AIPAC wields $50M political clout, rebukes Israel critics, and eyes an anticipated $100M for the 2024 elections.

U.S. Secretary of State Antony Blinken is welcomed to the stage by American Israel Public Affairs Committee (AIPAC) President Michael Tuchin during the committee's annual policy summit Grand Hyatt on June 05, 2023 in Washington, DC.

A November house vote to censure Rep. Rashida Tlaib (D-Mich.) was the latest effort to counter members of the progressive “squad” by politicians backed by the American Israel Public Affairs Committee. The squad, a group of eight lawmakers, mainly women, has been critical of Israeli policy and is calling for a ceasefire in Gaza.

Already one of the most influential political organizations in Washington, AIPAC created a political action committee in 2021, enabling the organization to contribute directly to political campaigns.

Rep. Rich McCormick (R-Ga.), who introduced the resolution to censure Tlaib for allegedly using anti-semitic rhetoric when speaking out against U.S. aid to Israel, received $10,000 from AIPAC in the 2022 election cycle.

AIPAC also donated to the campaigns of all but one of the twelve Republican cosponsors of the censure.

Tlaib has denied the allegations made against her. “Rather than acknowledge the voice and perspective of the only Palestinian American in Congress, my colleagues have resorted to distorting my positions in resolutions filled with obvious lies,” the congresswoman said in a statement released prior to the censure vote.

The Michigan Democrat became the second Muslim-American woman in Congress to be officially rebuked this year for her criticism of Israel. In February, Rep. Ilhan Omar (D-Minn.) was removed from the House Foreign Affairs Committee for similar comments following a resolution introduced by Rep. Max Miller (R-Ohio).

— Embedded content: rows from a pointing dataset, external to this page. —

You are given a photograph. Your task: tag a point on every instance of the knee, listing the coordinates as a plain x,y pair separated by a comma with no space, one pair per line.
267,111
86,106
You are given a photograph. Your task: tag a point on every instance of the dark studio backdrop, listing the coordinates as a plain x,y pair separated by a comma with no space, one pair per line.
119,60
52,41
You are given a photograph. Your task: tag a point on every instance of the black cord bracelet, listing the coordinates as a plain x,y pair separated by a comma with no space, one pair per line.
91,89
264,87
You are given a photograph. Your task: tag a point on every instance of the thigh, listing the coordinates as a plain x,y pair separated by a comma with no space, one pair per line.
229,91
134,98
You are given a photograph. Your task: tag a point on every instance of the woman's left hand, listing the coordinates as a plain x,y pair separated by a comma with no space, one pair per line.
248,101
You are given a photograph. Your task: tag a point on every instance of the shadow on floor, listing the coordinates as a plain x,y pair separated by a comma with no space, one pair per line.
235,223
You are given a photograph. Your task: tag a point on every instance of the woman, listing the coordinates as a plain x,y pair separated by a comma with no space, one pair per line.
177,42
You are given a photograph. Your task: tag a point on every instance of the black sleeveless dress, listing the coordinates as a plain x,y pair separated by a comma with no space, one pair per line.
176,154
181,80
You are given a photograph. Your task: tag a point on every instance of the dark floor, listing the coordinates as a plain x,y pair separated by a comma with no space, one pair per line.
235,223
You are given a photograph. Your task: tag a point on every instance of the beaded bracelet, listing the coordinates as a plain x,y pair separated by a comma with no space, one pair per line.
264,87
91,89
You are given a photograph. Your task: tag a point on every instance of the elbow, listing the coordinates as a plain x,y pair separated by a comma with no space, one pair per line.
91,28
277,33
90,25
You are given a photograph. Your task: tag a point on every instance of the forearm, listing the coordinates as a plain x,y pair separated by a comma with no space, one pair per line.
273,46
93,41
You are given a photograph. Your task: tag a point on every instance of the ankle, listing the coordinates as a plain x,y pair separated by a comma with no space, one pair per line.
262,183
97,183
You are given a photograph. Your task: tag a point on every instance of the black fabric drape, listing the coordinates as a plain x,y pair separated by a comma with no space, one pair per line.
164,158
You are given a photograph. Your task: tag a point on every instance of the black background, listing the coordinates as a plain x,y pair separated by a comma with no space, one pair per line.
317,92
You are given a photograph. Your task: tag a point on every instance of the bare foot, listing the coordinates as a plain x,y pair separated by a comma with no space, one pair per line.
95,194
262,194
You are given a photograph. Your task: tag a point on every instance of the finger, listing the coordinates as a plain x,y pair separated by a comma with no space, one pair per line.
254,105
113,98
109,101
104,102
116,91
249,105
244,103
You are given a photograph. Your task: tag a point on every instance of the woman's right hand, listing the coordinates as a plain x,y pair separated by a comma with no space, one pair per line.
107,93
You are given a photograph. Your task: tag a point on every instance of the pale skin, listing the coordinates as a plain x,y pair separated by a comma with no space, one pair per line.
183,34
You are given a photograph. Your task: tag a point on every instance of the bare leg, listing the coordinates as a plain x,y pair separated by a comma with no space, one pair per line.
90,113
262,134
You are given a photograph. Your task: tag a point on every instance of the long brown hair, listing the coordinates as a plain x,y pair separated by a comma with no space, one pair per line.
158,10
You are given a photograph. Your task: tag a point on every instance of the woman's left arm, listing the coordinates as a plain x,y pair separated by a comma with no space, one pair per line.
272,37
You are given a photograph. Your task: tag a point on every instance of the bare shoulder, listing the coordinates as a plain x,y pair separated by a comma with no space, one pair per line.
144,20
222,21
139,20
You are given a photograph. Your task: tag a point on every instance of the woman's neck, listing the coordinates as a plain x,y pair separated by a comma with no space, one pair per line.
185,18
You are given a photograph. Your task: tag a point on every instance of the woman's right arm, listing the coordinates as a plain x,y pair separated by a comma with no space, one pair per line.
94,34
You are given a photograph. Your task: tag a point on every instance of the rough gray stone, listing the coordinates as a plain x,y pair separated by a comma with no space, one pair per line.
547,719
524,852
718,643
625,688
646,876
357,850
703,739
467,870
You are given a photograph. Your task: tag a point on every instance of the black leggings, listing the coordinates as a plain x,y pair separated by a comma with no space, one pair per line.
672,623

Miller’s campaign committee received $10,800 from AIPAC during the 2022 election cycle and another $10,900 this year.

All told, AIPAC and its affiliated PACs poured nearly $50 million into political contributions and independent expenditures during the 2022 election cycle — the same cycle it established its AIPAC political action committee. Slate reported that sources expect this figure to jump to $100 million during the 2024 primaries.

“We are reviewing a number of races involving detractors of Israel, but we have made no decisions at this time,” a spokesperson for AIPAC told OpenSecrets. The group declined to comment on the numbers reported by Slate.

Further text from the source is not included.